ML-based Type Inference¶
This document describes the ML-based semantic type inference system.
Overview¶
The ML type inference system implemented in src/truthound/profiler/ml_inference.py combines column names, value patterns, and statistical characteristics to infer semantic types.
Feature¶
A dataclass for feature definitions.
@dataclass
class Feature:
"""Single feature"""
name: str
value: float
feature_type: FeatureType # NAME, VALUE, STATISTICAL, CONTEXTUAL
importance: float = 1.0
metadata: dict[str, Any] = field(default_factory=dict)
FeatureVector¶
A feature vector collection.
@dataclass
class FeatureVector:
"""Feature vector"""
column_name: str
features: list[Feature]
raw_values: dict[str, Any] = field(default_factory=dict)
def to_dict(self) -> dict[str, float]:
"""Convert to dictionary"""
return {f.name: f.value for f in self.features}
def to_array(self) -> list[float]:
"""Convert to array"""
return [f.value for f in self.features]
def get_feature(self, name: str) -> Feature | None:
"""Retrieve feature by name"""
for f in self.features:
if f.name == name:
return f
return None
InferenceResult¶
@dataclass
class InferenceResult:
"""Type inference result"""
column_name: str # Column name
inferred_type: DataType # Inferred type
confidence: float # Confidence (0.0-1.0)
alternatives: list[tuple[DataType, float]] = field(default_factory=list) # Alternative types
reasoning: list[str] = field(default_factory=list) # Inference reasoning
features_used: list[str] = field(default_factory=list) # Features used
model_version: str = "1.0" # Model version
inference_time_ms: float = 0.0
ContextFeatureExtractor¶
Extracts various types of features. Combines all extractors to generate a comprehensive feature vector.
from truthound.profiler.ml_inference import ContextFeatureExtractor
import polars as pl
extractor = ContextFeatureExtractor()
# Extract features from column (Series)
column = pl.Series("email", ["user@example.com", "test@domain.org"])
context = {"table_name": "users"}
features = extractor.extract(column, context)

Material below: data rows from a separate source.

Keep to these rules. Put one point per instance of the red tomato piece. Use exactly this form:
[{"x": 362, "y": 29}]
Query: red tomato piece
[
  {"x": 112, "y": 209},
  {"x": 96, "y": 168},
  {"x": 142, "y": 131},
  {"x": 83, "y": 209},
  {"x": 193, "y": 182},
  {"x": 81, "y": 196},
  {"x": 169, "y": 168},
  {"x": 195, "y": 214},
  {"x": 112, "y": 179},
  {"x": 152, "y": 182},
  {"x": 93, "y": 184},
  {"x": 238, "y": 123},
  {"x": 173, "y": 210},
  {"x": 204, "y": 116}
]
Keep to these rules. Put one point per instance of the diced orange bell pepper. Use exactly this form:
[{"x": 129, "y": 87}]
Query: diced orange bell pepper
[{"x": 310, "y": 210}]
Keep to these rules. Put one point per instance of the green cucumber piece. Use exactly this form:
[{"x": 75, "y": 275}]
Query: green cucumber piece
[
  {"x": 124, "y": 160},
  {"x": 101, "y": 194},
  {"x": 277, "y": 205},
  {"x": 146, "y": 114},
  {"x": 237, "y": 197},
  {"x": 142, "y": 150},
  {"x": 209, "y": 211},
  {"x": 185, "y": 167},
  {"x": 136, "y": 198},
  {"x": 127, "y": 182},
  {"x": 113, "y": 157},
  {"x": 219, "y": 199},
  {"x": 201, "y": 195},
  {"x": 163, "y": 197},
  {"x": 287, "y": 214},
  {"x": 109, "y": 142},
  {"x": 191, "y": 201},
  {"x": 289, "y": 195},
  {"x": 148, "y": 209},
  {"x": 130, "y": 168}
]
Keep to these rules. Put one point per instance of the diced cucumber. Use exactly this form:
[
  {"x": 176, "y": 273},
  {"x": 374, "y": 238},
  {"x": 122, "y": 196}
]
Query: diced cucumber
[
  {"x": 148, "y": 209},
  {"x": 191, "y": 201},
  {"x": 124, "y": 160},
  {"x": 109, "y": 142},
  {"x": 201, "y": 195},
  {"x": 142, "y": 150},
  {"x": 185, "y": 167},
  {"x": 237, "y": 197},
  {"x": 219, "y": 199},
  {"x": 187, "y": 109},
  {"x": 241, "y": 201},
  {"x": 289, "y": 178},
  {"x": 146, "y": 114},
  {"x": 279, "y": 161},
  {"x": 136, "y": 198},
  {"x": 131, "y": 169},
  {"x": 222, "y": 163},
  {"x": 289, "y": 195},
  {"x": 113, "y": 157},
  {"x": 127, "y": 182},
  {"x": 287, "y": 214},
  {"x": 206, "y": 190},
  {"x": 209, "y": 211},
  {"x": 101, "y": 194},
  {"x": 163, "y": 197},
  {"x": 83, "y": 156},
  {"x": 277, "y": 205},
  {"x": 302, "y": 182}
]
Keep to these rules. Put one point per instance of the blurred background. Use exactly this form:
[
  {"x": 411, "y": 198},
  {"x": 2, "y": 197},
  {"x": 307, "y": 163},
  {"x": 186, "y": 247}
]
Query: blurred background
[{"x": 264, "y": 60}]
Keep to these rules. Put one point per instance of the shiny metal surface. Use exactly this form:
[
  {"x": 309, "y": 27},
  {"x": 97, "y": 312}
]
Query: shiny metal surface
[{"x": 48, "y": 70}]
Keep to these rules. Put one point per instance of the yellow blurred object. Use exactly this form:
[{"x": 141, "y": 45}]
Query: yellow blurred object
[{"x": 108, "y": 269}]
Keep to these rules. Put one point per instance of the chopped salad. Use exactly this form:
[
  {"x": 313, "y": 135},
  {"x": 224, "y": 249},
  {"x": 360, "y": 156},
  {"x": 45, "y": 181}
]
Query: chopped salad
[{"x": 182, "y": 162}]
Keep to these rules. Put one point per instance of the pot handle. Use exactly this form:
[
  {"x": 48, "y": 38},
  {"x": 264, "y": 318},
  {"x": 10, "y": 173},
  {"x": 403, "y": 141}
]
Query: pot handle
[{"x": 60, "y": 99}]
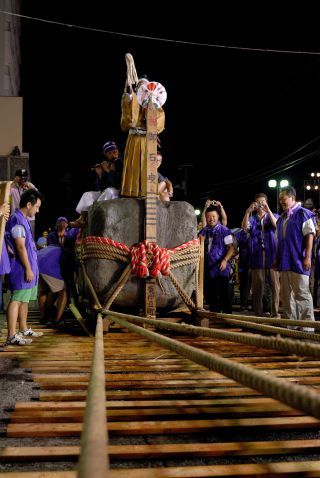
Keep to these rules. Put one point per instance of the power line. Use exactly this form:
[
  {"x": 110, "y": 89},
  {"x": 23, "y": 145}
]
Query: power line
[
  {"x": 167, "y": 40},
  {"x": 267, "y": 170},
  {"x": 261, "y": 174}
]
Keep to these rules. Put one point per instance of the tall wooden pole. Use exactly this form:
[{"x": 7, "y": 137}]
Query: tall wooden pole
[{"x": 151, "y": 202}]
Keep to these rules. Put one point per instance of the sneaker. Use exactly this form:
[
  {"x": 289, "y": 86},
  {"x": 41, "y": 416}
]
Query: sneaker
[
  {"x": 30, "y": 333},
  {"x": 18, "y": 340}
]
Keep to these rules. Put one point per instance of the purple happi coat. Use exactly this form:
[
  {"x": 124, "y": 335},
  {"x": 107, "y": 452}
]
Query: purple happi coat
[
  {"x": 291, "y": 246},
  {"x": 218, "y": 249}
]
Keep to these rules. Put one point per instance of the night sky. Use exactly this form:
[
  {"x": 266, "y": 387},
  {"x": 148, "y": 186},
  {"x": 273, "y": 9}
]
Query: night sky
[{"x": 224, "y": 106}]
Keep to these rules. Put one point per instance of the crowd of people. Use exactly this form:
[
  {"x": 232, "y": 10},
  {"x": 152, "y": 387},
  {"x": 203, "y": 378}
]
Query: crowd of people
[
  {"x": 276, "y": 255},
  {"x": 274, "y": 252}
]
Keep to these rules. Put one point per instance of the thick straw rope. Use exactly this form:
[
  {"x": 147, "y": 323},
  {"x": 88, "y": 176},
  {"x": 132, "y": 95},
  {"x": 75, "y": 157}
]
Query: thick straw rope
[
  {"x": 145, "y": 258},
  {"x": 288, "y": 346}
]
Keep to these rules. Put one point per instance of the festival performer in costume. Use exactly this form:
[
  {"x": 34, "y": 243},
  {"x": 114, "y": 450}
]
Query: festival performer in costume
[{"x": 133, "y": 120}]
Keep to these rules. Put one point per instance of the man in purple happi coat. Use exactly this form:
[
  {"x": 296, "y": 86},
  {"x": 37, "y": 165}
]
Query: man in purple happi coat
[
  {"x": 219, "y": 250},
  {"x": 295, "y": 230},
  {"x": 260, "y": 222}
]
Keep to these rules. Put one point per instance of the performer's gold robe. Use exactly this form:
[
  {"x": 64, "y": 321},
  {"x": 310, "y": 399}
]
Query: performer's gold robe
[{"x": 133, "y": 116}]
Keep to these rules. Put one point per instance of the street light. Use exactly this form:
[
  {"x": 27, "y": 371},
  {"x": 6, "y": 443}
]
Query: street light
[
  {"x": 276, "y": 184},
  {"x": 312, "y": 185}
]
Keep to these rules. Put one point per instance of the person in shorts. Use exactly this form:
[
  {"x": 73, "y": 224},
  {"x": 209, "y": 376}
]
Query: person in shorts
[{"x": 23, "y": 278}]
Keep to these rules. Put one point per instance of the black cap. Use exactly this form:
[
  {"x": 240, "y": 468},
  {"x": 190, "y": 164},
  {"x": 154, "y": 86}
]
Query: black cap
[{"x": 21, "y": 173}]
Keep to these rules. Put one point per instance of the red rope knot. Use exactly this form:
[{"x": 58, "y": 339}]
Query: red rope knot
[{"x": 149, "y": 259}]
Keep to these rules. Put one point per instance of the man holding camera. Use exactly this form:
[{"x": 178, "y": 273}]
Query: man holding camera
[
  {"x": 260, "y": 222},
  {"x": 18, "y": 186}
]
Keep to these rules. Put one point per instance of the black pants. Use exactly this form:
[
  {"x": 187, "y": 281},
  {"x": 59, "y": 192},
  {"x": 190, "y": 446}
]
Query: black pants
[{"x": 218, "y": 295}]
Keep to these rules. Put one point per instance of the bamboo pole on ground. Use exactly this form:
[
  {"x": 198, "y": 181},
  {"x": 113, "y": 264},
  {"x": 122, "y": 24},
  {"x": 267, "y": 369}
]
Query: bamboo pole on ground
[{"x": 94, "y": 462}]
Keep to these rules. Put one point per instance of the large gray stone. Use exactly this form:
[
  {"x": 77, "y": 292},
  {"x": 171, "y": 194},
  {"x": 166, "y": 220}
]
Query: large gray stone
[{"x": 123, "y": 220}]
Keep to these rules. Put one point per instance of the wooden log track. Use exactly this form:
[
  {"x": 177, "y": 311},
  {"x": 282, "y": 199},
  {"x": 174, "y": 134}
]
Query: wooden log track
[{"x": 167, "y": 416}]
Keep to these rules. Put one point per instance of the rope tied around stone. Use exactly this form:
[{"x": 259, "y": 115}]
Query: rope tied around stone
[{"x": 146, "y": 258}]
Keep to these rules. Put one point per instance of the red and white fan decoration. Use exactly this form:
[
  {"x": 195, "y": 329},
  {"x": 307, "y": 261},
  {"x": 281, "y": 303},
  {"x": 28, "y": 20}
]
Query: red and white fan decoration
[{"x": 151, "y": 91}]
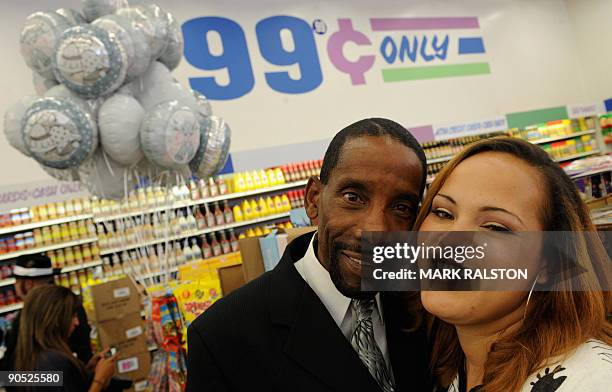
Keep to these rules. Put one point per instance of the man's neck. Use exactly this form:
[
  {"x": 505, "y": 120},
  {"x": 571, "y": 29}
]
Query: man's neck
[{"x": 476, "y": 341}]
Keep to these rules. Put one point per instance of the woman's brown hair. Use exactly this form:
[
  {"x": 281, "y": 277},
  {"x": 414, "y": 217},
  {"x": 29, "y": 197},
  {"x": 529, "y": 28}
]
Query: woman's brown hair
[
  {"x": 556, "y": 321},
  {"x": 44, "y": 325}
]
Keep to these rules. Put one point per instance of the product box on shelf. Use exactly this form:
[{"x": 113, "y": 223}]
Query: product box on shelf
[
  {"x": 127, "y": 334},
  {"x": 115, "y": 299},
  {"x": 135, "y": 367}
]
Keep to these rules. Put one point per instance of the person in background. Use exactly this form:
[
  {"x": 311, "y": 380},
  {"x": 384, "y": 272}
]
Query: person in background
[
  {"x": 30, "y": 272},
  {"x": 504, "y": 341},
  {"x": 48, "y": 318},
  {"x": 306, "y": 325}
]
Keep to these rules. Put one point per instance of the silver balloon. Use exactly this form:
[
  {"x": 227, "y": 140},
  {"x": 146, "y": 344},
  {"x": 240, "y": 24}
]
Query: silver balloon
[
  {"x": 90, "y": 62},
  {"x": 39, "y": 36},
  {"x": 13, "y": 118},
  {"x": 59, "y": 133},
  {"x": 170, "y": 135}
]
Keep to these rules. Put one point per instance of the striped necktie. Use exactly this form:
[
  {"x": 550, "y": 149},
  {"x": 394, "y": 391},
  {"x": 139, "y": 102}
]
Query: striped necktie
[{"x": 362, "y": 340}]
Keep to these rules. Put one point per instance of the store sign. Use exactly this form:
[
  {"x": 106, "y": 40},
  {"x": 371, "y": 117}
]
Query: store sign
[
  {"x": 444, "y": 132},
  {"x": 406, "y": 49},
  {"x": 36, "y": 193}
]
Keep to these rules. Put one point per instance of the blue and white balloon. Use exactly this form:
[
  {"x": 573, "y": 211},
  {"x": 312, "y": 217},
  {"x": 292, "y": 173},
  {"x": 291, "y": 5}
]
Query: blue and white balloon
[
  {"x": 59, "y": 133},
  {"x": 90, "y": 62}
]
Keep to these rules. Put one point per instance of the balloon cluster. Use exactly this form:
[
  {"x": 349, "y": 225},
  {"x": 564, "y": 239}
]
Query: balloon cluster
[{"x": 108, "y": 104}]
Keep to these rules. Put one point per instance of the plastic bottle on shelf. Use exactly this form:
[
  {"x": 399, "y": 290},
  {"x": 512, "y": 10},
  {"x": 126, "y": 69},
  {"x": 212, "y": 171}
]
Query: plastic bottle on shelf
[
  {"x": 271, "y": 174},
  {"x": 219, "y": 215},
  {"x": 286, "y": 203},
  {"x": 255, "y": 209},
  {"x": 225, "y": 245},
  {"x": 263, "y": 207},
  {"x": 263, "y": 178},
  {"x": 246, "y": 210},
  {"x": 215, "y": 246},
  {"x": 206, "y": 249},
  {"x": 238, "y": 183},
  {"x": 227, "y": 213},
  {"x": 234, "y": 246},
  {"x": 196, "y": 252},
  {"x": 280, "y": 179},
  {"x": 237, "y": 212},
  {"x": 212, "y": 188}
]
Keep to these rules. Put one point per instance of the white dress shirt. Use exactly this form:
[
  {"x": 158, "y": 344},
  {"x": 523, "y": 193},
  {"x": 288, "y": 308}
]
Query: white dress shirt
[{"x": 336, "y": 303}]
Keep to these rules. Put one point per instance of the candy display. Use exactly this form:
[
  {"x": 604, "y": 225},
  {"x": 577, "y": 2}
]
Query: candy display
[{"x": 113, "y": 116}]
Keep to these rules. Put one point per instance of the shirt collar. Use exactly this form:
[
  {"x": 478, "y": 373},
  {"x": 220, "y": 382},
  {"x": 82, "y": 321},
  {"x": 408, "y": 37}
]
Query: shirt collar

for feature in features.features:
print(f"{feature.name}: {feature.value:.4f} (type: {feature.feature_type})")
Extracted Feature Types¶
| Category | Feature | Description |
|---|---|---|
| NAME | name_has_email |
Column name contains 'email' |
| NAME | name_has_phone |
Column name contains 'phone' |
| NAME | name_has_date |
Column name contains 'date' |
| NAME | name_has_id |
Column name contains 'id' |
| NAME | name_has_name |
Column name contains 'name' |
| NAME | name_has_address |
Column name contains 'address' |
| NAME | name_has_url |
Column name contains 'url' |
| VALUE | value_has_at_symbol |
Ratio containing '@' symbol |
| VALUE | value_has_dot |
Ratio containing '.' |
| VALUE | value_digit_ratio |
Numeric character ratio |
| VALUE | value_alpha_ratio |
Alphabetic ratio |
| VALUE | value_has_dash |
Ratio containing '-' |
| VALUE | value_has_slash |
Ratio containing '/' |
| STATISTICAL | stat_avg_length |
Average length |
| STATISTICAL | stat_std_length |
Length standard deviation |
| STATISTICAL | stat_unique_ratio |
Unique value ratio |
| STATISTICAL | stat_null_ratio |
Null ratio |
| STATISTICAL | stat_min_length |
Minimum length |
| STATISTICAL | stat_max_length |
Maximum length |
MLTypeInferrer¶
The ML-based type inferrer. Supports multiple models (RuleBasedModel, NaiveBayesModel, EnsembleModel).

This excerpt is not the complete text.